The digital divide is most easily observed when certain groups own digital resources – or at least have access to them – and other groups don’t. Most people in the developed world own digital tools, whereas those in the developing world don’t. But even within any one country this divide is also apparent when you compare the affluent part of the society with its poorer counterpart. The gap is made wider when internet access is not available – or affordable – and when people don’t have the necessary skills to use digital tools.
The digital divide is often linked to other divides, such as the gender gap, racial inequalities, the urban-rural divide and language barriers.
In Africa the digital divide is quite severe, and it often goes hand in hand with the other divides along gender, racial, location, language and poverty lines.

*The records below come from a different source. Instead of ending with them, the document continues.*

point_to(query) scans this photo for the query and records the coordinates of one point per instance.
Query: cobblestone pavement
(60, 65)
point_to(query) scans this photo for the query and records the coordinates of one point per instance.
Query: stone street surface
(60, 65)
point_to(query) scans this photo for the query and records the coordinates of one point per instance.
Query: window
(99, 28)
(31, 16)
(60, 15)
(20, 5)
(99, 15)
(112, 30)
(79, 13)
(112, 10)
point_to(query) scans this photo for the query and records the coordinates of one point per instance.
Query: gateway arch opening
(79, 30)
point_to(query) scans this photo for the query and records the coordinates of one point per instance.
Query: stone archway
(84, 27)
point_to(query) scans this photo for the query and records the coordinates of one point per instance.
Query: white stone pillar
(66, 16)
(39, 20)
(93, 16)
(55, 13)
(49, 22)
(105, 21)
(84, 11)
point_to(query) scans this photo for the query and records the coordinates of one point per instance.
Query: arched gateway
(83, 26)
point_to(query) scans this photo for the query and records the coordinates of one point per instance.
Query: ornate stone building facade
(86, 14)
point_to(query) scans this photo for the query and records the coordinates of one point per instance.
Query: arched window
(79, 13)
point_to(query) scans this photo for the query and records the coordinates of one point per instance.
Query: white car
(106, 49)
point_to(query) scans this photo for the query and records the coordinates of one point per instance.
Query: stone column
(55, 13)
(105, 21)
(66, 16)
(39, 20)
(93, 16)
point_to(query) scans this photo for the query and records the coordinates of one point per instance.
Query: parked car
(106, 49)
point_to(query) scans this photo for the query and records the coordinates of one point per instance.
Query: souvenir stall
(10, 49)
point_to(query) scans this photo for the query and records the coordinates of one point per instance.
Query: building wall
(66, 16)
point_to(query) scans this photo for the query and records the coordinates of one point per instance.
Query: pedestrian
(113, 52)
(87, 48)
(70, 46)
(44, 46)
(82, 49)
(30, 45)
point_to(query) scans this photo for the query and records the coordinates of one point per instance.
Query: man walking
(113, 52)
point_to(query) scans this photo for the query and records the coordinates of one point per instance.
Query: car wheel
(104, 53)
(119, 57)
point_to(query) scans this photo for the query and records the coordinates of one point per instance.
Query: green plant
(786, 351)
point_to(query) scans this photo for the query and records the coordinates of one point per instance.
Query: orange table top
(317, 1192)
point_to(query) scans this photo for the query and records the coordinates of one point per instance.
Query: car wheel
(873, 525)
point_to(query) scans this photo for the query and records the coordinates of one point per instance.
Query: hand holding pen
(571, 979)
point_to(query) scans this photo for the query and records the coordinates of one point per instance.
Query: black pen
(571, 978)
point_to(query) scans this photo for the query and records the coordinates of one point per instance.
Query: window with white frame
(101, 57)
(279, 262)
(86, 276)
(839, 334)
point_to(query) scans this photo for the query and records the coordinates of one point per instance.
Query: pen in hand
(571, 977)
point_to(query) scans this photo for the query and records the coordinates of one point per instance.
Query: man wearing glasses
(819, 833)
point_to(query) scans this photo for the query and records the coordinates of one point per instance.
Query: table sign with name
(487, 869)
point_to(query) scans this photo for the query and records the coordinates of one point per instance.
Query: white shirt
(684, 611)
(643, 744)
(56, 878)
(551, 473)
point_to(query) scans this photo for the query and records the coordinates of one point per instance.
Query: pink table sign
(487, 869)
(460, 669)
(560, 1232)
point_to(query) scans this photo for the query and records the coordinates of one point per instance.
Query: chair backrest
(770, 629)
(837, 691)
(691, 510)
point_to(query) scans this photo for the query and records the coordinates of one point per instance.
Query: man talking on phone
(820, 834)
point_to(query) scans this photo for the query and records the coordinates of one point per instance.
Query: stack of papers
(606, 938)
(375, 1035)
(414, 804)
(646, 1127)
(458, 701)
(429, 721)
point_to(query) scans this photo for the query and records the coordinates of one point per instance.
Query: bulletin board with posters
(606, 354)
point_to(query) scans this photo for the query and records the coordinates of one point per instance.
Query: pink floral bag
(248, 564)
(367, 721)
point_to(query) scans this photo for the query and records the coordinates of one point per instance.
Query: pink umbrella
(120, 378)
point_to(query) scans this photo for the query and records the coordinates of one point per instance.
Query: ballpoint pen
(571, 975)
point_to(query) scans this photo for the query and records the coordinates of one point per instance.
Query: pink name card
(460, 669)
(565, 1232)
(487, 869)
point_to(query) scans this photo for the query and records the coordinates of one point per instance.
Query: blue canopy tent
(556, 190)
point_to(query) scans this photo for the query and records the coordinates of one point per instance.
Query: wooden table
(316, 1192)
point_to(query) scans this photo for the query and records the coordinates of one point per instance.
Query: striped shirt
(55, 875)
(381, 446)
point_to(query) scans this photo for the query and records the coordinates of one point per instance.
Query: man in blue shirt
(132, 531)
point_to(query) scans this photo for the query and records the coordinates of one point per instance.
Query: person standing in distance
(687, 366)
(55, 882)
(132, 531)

Teachers can play a critical role in erasing the digital divide. The first step is to obtain access to digital tools for your own use – this means you have to purchase a personal computer or a laptop, or arrange to use one on a regular basis. If you already have access to such a tool, you are indeed fortunate.
The next step is to learn how to use your digital device. At times you may feel like a tight-rope walker while battling to cross over to the milk and honey of the promised digital land, but with determination and perseverance you will succeed. Many of your peers have already done so.
You have to cross the digital divide first – only then will you be able to lead your learners safely over the chasm-crossing bridge.